In 1885, the German-Austrian pediatrician Theodor Escherich discovered this organism in the feces of healthy individuals. He called it Bacterium coli commune because it is found in the colon. Early classifications of prokaryotes placed these in a handful of genera based on their shape and motility.[32][33][34]

Bacterium coli was the type species of the now invalid genus Bacterium when it was revealed that the former type species ("Bacterium triloculare") was missing.[35] Following a revision of Bacterium, it was reclassified as Bacillus coli by Migula in 1895[36] and later reclassified in the newly created genus Escherichia, named after its original discoverer, by Aldo Castellani and Albert John Chalmers.[37]

In 1996, the world's worst to date outbreak of E. coli food poisoning occurred in Wishaw, Scotland, killing 21 people.[38][39] This death toll was exceeded in 2011, when the 2011 Germany E. coli O104:H4 outbreak, linked to organic fenugreek sprouts, killed 53 people.[40]

Enteroaggregative Escheichia coli (EAEC) was first found in 1987, in a child in Lima, Peru.[7]

Since 1987, Enteroaggregative Escheichia coli (EAEC) has been recognized as agents of diarrhea in industrialized and developing countries, Enteroaggregative Escheichia coli is most commonly found in developing countries due to less developed industrial base and low human development compared to other countries (India, Jamaica and Mexico are the most commonly risked countries).[41][42]

Epidemiology

2011 outbreak
Number of cases reported to the WHO as of 21 July 2011[11]
Country Non-HUS cases HUS cases Deaths
 Austria 4 1 0
 Canada 1 0 0
 Czech Republic 1 0 0
 Denmark 16 10 0
 France 4 9 0
 Germany 2947 818 51
 Greece 1 0 0
 Luxembourg 1 1 0
 Netherlands 7 4 0
 Norway 1 0 0
 Poland 1 2 0
 Spain 1 1 0
 Sweden 35 18 1
 Switzerland 5 0 0
 United Kingdom 3 4 0
 United States 2 4 1
Total 2987 855 53

Escherichia coli O104:H4 is an enteroaggregative Escherichia coli strain of the bacterium Escherichia coli, and the cause of the 2011 Escherichia coli O104:H4 outbreak.[43]

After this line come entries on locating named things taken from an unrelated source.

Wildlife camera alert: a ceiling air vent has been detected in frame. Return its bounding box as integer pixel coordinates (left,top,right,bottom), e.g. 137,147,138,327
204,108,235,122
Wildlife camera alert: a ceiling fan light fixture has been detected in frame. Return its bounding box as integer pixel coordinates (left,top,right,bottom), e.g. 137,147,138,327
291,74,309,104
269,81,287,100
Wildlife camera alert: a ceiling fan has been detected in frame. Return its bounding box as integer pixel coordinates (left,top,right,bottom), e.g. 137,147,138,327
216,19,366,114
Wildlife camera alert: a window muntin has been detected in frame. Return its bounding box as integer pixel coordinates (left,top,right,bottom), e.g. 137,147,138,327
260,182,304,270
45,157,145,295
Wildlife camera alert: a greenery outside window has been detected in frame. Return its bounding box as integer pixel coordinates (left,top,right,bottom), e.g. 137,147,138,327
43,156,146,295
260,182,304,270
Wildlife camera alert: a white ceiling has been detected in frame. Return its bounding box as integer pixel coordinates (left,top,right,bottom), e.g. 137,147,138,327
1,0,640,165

Analysis of genomic sequences obtained by BGI Shenzhen shows that the O104:H4 outbreak strain is an enteroaggregative E. coli (EAEC or EAggEC) type that has acquired Shiga toxin genes, presumably by horizontal gene transfer.[44][45][46]

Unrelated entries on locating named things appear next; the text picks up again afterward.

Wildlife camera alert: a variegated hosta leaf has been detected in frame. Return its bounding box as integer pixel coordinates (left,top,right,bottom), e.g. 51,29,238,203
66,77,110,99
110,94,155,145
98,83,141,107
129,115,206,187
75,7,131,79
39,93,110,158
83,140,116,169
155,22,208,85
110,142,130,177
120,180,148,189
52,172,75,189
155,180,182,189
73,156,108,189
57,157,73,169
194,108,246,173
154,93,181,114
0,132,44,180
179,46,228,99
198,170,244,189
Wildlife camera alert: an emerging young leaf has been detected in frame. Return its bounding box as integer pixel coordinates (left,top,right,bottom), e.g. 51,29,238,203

Cases began as early as 1 May 2011 with a man in Aachen reporting bloody diarrhea.[11]

Cases then rapidly increased, with over 100 cases of EHEC gastroenteritis and/or HUS were being reported each day by 16 May.[11]

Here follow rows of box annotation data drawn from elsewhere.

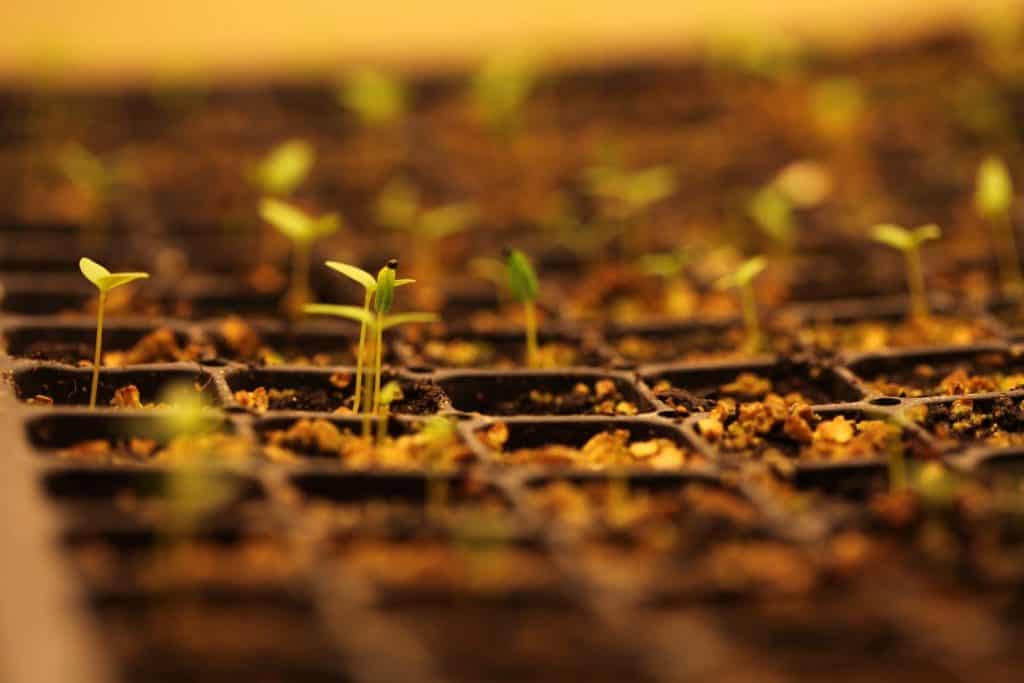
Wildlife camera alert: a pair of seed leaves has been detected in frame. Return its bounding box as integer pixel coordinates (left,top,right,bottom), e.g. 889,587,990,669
303,261,438,330
78,257,150,294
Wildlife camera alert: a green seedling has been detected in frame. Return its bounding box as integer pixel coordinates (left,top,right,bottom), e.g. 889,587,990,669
338,69,408,126
259,198,341,311
161,384,234,540
250,139,316,197
78,257,150,409
715,256,767,352
505,249,541,368
746,185,798,255
303,260,439,434
584,159,677,253
871,223,942,319
377,381,402,445
470,55,538,139
327,261,416,413
974,157,1024,300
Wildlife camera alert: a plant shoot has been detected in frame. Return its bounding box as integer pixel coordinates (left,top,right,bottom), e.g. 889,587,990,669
505,249,541,368
715,256,767,352
974,157,1024,300
259,198,341,313
871,223,942,319
78,257,150,409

The outbreak centered on the five northern German states of Hamburg, Schleswig-Holstein, Bremen, Lower Saxony, and Mecklenburg-Western Pomerania.[11]

Cases would eventually be reported in all 16 German states; however most cases outside of the northern states were linked to travel in northern Germany.[47]

Additionally, a small number of cases were reported from other countries, although most of those ill had previously travelled to Germany. The most substantial outbreak outside of Germany was in Bordeaux, France where 15 cases of EHEC gastroenteritis were associated with the same strain of E. coli which caused the outbreak in Germany. The French cases had not previously travelled to Germany, suggesting they acquired the bacteria from contaminated sprouts grown in France.[11]

Cases of EHEC HUS and gastroenteritis peaked on 21 and 22 May respectively.[47]

Cases then slowly decreased over the following month, with cases reported throughout the month of June and ending during July 2011. German authorities deemed the outbreak over in early July 2011.[11]